Cray, Inc.
filed an 8-K report (from the Sarbanes-Oxley Act) on March 16,
2005 warning of material weaknesses in internal control over
financial reporting.
Specifically, inadequate review
of third-party contracts and lack of software application
controls and documentation. Management's disclosure also
addressed the possibility of failing SOX 404 compliance
testing.
"We also expressed our
auditors' serious reservations as to whether we will be able to
complete our assessment and whether the auditors will be able to
render an opinion on our assessment and/or our internal controls
(03/16/05 8-K)". Cray's initial filing of its 10-K did not
attest to operating effectiveness of internal controls as
expected. Notes to the consolidated financial statements
included a description of two types of material weaknesses
discovered at the time of the report. The amended 10-K report,
issued on May 3, 2005, described several material weaknesses in
its control environment:
- Control Environment.
"Our control environment did not sufficiently promote
effective internal control over financial reporting
throughout our management structure, and this material
weakness was a contributing factor in the development of
other material weaknesses described below. Principal
contributing factors included the lack of permanent
employees in key financial reporting positions, resistance
to change of long-held practices developed in an
entrepreneurial and trust culture, the lack of a formal
program for training members of our finance and accounting
group and a lack of a full evaluation of our financial
system applications due to incomplete documentation and
testing of key controls. Our control environment also
contributed to our inability to evaluate fully our general
computer controls, financial system application controls and
tax controls…"
- Risk Assessment.
- Segregation of Duties.
(The following items relate to the financial system
application control weaknesses stated above):
- Permitting changes to
inventory quantity information within the financial
application system without appropriate review;
- Providing users access
within our financial application system to areas outside
of their responsibilities; and
- Permitting the creation,
modification and updating of customer or vendor data
without a secondary level of review or approval.
- Inadequate Staffing and
Training in Finance and Accounting.
- Inadequate Oversight of
Accounting Transactions.
- Inadequate Controls
Over Journal Entry Approvals.
- Complex Contract
Accounting Procedures.
- Tax Controls.
Cray prefaced its assessment by
stating the fact that they were incomplete in their review,
"Management performed an incomplete review of financial
applications and general computer controls and tax controls and
did not perform a formalized entity-level risk assessment."

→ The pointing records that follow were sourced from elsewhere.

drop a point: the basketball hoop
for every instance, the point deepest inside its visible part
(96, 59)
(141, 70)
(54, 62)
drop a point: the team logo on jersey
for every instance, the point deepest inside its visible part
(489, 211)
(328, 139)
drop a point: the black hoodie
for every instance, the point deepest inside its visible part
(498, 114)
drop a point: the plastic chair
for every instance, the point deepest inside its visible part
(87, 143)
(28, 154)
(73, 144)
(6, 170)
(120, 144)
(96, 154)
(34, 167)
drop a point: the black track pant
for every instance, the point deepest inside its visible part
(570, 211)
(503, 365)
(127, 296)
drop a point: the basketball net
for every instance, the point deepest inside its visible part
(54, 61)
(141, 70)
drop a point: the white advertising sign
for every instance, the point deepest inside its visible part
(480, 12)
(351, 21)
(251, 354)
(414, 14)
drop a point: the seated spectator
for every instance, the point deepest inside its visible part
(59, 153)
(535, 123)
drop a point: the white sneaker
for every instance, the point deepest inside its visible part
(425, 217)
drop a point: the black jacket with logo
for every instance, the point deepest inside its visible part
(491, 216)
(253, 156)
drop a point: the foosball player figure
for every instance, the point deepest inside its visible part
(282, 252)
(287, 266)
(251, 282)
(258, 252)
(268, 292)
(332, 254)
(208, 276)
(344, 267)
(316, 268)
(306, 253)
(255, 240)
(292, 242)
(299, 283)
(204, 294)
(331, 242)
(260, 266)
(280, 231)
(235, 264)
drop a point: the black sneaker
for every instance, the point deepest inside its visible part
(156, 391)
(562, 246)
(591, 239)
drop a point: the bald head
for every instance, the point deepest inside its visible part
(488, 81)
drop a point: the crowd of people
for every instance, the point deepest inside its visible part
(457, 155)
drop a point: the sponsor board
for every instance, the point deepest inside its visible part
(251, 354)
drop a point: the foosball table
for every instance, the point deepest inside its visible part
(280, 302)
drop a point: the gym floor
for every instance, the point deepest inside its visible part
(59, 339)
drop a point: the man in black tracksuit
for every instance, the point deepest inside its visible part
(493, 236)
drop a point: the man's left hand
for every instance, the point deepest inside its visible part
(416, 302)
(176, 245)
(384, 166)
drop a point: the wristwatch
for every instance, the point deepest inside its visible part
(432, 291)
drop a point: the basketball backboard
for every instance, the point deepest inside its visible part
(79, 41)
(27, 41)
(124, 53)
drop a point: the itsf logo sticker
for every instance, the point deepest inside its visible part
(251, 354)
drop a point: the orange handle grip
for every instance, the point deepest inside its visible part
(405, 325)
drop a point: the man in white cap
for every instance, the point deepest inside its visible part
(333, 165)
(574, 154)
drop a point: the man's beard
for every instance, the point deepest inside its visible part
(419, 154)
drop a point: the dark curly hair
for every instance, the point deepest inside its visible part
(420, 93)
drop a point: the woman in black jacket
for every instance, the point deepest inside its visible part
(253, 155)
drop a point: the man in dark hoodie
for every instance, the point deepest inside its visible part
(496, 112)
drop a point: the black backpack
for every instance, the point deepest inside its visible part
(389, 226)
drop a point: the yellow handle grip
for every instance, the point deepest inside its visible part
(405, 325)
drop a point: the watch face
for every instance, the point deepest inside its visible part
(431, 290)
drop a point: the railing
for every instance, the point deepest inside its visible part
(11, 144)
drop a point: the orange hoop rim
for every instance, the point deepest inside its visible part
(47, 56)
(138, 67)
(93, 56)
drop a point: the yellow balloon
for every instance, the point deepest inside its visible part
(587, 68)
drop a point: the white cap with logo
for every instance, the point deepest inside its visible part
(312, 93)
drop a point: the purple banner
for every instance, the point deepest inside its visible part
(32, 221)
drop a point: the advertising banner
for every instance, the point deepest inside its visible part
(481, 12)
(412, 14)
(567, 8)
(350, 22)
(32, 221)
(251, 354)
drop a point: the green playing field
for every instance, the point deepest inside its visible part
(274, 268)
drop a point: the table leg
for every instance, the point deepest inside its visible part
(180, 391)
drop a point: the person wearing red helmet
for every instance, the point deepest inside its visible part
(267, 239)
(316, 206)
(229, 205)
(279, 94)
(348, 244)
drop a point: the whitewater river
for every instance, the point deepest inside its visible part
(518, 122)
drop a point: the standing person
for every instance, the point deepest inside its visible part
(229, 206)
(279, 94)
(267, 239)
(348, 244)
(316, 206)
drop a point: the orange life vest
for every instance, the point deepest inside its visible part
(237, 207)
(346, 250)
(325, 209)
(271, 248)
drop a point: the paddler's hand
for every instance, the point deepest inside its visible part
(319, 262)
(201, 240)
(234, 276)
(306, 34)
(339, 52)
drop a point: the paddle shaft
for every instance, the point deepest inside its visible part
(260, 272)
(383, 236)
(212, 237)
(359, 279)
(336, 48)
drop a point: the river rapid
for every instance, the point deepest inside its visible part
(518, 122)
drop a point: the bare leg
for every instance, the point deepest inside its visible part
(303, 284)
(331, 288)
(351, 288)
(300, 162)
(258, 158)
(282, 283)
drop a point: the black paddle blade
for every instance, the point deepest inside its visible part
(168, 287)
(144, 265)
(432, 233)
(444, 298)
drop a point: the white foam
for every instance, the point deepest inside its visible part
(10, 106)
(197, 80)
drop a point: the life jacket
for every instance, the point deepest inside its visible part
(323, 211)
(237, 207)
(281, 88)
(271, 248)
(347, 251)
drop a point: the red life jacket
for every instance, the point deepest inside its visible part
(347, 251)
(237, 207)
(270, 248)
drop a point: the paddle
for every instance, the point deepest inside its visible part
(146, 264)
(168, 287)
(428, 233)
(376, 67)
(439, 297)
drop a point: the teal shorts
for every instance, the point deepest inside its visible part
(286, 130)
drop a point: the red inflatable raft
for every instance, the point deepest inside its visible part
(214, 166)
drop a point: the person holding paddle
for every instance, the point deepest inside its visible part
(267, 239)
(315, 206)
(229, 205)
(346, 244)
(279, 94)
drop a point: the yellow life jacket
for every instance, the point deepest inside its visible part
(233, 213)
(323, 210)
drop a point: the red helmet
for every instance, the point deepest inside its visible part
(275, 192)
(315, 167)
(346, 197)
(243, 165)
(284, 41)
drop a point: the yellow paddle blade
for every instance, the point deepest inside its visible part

Further contributing to Cray's
problems was the loss of both the chief financial officer and
financial reporting manager in the fourth quarter of 2004, and
the head of information technology in the first quarter of 2005.
In the first quarter of 2005 Cray hired a director of internal
audit and Sarbanes-Oxley compliance to relieve pressure from the
corporate controller. Cray's stock price dropped 56%, from $3.15
per share on March 15, 2005, to $1.38 on May 25, 2005.
On June 15, 2005, a class
action suit was filed against Cray on behalf of shareholders who
purchased securities between July 31 and May 12. The suit
accuses that the company had misrepresented financial data.
In November 2005 Burton Smith,
one of Tera's cofounders and Cray's chief scientist, resigned
from the corporation to take up a position at Microsoft
(Reuters).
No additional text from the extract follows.